Vulnerabilidad y placer: en el hospital, una vez más, el culo, es protagonista (“el culo siempre está ahí”, dice Linn): en la cama, cuando las enfermeras no pasan, vestida con la bata reglamentaria, desnuda, Linn abre las piernas, se acaricia el ano, lo pone en escena: el punto de placer femenino siempre está ahí.
El documental insiste también sobre escenas de baño compartido, con la madre, con las amigas. El agua y el baño vienen aquí con carga utópica: son escenas especialmente íntimas, que combinan el afecto con el cuidado, y que a la vez emanan un erotismo no genital, una cierta infancia de la sexualidad. Cuerpos que se abrazan, que se enjabonan, se masajean, se divierten. La escena con la madre es especialmente interesante, donde se cruzan las memorias de infancia (el niño bañado por su madre), con la vejez incipiente y el cuidado del cuerpo materno, todo esto con un tamiz de una afectividad y un erotismo difuso. La pesadilla de Edipo: justamente un espacio en la inflexión de ese corte que debería hacer al sujeto y que aquí aparece como el lugar donde la proximidad de los cuerpos se conjuga bajo el signo del cuidado. Estas escenas son así las de, una vez más, afirmación de un espacio existente: el baño compartido como la imagen de una utopía cotidiana.

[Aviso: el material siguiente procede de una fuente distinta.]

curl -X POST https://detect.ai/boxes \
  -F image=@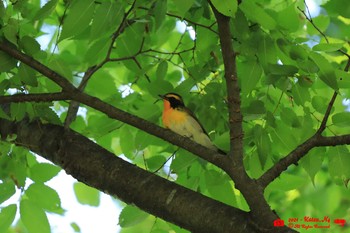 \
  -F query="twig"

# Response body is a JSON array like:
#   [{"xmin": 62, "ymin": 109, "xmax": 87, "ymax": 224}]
[{"xmin": 297, "ymin": 0, "xmax": 329, "ymax": 43}]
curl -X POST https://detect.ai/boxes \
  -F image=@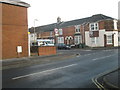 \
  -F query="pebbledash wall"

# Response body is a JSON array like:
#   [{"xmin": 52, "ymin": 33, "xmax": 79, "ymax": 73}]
[
  {"xmin": 85, "ymin": 20, "xmax": 118, "ymax": 47},
  {"xmin": 0, "ymin": 0, "xmax": 29, "ymax": 59}
]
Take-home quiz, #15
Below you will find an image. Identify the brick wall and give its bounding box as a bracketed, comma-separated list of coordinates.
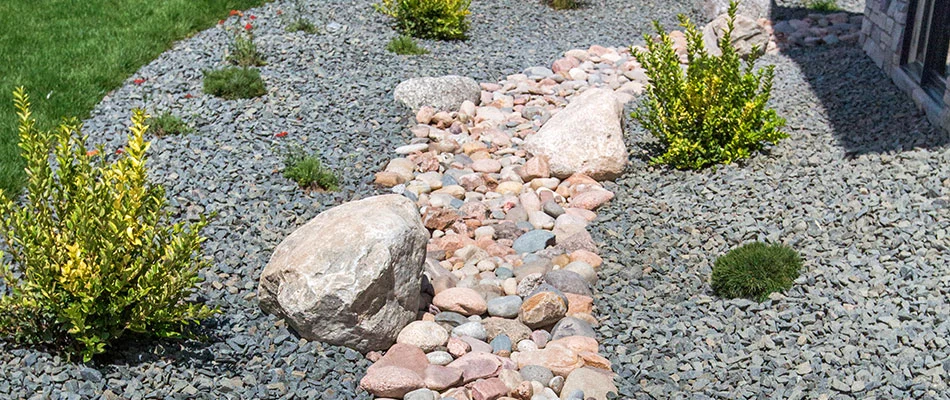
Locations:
[860, 0, 950, 131]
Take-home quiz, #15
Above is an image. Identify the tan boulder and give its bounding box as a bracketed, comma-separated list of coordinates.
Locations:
[258, 195, 429, 353]
[524, 89, 627, 180]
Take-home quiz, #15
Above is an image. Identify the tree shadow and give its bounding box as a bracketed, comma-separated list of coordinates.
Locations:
[770, 0, 950, 157]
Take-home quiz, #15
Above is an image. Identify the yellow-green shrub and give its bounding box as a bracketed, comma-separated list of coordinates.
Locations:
[631, 1, 788, 169]
[374, 0, 471, 40]
[0, 88, 214, 361]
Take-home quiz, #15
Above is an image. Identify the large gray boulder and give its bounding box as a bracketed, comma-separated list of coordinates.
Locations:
[259, 195, 429, 352]
[697, 0, 772, 21]
[703, 15, 769, 58]
[393, 75, 482, 112]
[524, 89, 627, 180]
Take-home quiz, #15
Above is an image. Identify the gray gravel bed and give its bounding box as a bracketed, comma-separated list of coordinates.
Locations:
[0, 0, 698, 399]
[592, 43, 950, 399]
[0, 0, 950, 399]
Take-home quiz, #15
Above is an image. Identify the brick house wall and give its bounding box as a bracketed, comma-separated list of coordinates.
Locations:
[860, 0, 950, 131]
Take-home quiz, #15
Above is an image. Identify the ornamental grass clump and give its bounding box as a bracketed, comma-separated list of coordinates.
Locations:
[145, 111, 195, 137]
[203, 67, 267, 100]
[631, 1, 788, 170]
[373, 0, 471, 40]
[225, 11, 267, 68]
[284, 148, 340, 191]
[711, 242, 802, 301]
[0, 88, 215, 362]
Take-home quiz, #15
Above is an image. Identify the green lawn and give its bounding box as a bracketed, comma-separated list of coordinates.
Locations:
[0, 0, 266, 195]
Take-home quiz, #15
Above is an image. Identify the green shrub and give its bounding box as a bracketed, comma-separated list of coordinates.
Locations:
[0, 88, 214, 361]
[284, 148, 339, 191]
[281, 0, 318, 34]
[225, 20, 267, 68]
[805, 0, 841, 12]
[711, 242, 802, 301]
[631, 1, 788, 169]
[287, 18, 317, 34]
[374, 0, 471, 40]
[386, 35, 429, 55]
[145, 111, 195, 136]
[204, 67, 267, 100]
[544, 0, 580, 10]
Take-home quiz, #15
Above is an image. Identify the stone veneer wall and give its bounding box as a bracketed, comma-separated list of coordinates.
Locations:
[860, 0, 950, 131]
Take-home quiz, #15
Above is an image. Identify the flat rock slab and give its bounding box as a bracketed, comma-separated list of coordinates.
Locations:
[393, 75, 482, 113]
[524, 89, 627, 180]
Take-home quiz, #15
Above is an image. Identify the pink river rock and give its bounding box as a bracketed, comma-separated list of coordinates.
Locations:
[423, 365, 462, 391]
[446, 350, 506, 383]
[570, 189, 614, 210]
[432, 287, 488, 316]
[360, 366, 425, 398]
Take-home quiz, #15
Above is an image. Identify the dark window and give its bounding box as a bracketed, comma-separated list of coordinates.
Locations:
[903, 0, 950, 101]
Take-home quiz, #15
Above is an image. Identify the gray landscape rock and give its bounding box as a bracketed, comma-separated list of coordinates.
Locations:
[697, 0, 773, 21]
[488, 296, 521, 318]
[544, 269, 591, 296]
[524, 89, 627, 180]
[393, 75, 482, 112]
[259, 195, 428, 352]
[703, 15, 769, 58]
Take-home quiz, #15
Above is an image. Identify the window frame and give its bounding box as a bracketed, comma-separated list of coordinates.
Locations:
[901, 0, 950, 103]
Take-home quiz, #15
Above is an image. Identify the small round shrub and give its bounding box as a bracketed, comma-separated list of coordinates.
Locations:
[711, 242, 802, 301]
[373, 0, 471, 40]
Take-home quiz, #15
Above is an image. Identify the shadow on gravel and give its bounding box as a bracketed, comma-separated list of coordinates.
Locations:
[771, 2, 950, 158]
[84, 318, 226, 373]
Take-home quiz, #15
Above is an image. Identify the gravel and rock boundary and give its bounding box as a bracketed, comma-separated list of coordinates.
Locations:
[0, 1, 950, 399]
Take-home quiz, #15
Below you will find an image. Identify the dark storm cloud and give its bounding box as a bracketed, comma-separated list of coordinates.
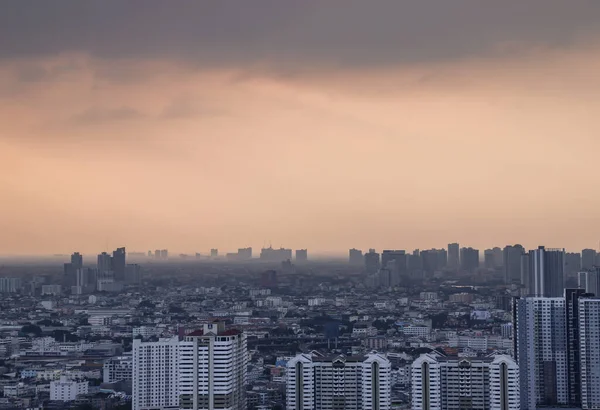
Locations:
[0, 0, 600, 67]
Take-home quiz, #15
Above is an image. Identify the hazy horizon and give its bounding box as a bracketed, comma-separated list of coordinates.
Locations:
[0, 0, 600, 255]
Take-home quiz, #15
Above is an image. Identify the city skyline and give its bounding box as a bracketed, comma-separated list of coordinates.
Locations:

Eso acontece cuando es lo femenino lo que recorre y hace los cuerpos. Ese género en variación no apuesta, como queda claro, a la supresión de la diferencia, sino su puesta al infinito. Lo que en cada cuerpo se desliza, todo el tiempo y fuera de control, hacia fuera de esa ley insaciable del género que, en el fondo, odia los cuerpos porque los quiere reducir a una pura abstracción del Ideal. Eso que bordea y trabaja en la variación, ese es el terreno de una micropolítica que es la de una utopía del día a día, de lo que no tiene lugar y sin embargo sucede, reclama su lugar, su topos subterráneo y su clivaje hacia la superficie. Ese terreno y ese contagio es lo que tenemos en común. La Bixa travesty es allí manual de operaciones y pedagogía en la emergencia.
Filosofía trava
La vida cotidiana aquí es pura abundancia: descubre las texturas incesantes de un mundo. En una escena de depilación y de chisme y confesiones con otra trava, Linn discute la posibilidad de enamorarse de un gay, de que dos travestis se amen, de que las formas de amor proliferen, ante la resistencia de su amiga que descree de esas utopías amorosas. Se ríen, discuten. Filosofía trava en la peluquería de barrio: donde se juega con la lengua, con la experiencia, con los saberes. Y donde se albergan los mundos posibles, las formas de vida que pujan y se afincan en lo real.
A la vez, en la escena se escucha también el sonido ambiente, que viene de afuera, de la calle. La voz de un pastor que dice tener “novedades para tu vida”, que le habla a los “hermanos.” La voz del sermón, del varón, con el megáfono, afuera. De este lado, en este otro espacio público que es el de la peluquería y el del documental, la microscopía de la lengua, la depilación de las cejas, la invención de los cuerpos.
Postal cotidiana del campo de batalla del presente: en el corazón mezquino del fascismo contemporáneo, las maricas travestis trazan, como geómetras exactas, las coordenadas de un mundo.
[1] Marica extraña, loca, negra, de la favela/ Cuando ella pasa todos se le ríen en la cara/ Pero, enterate macho/ Prestá mucha atención/ Sentate y mira tu propia destrucción./ Marica preTRA preTRA preTRA…/ Ya es tarde, macho alfa/ No estoy a tu alcance/ No”.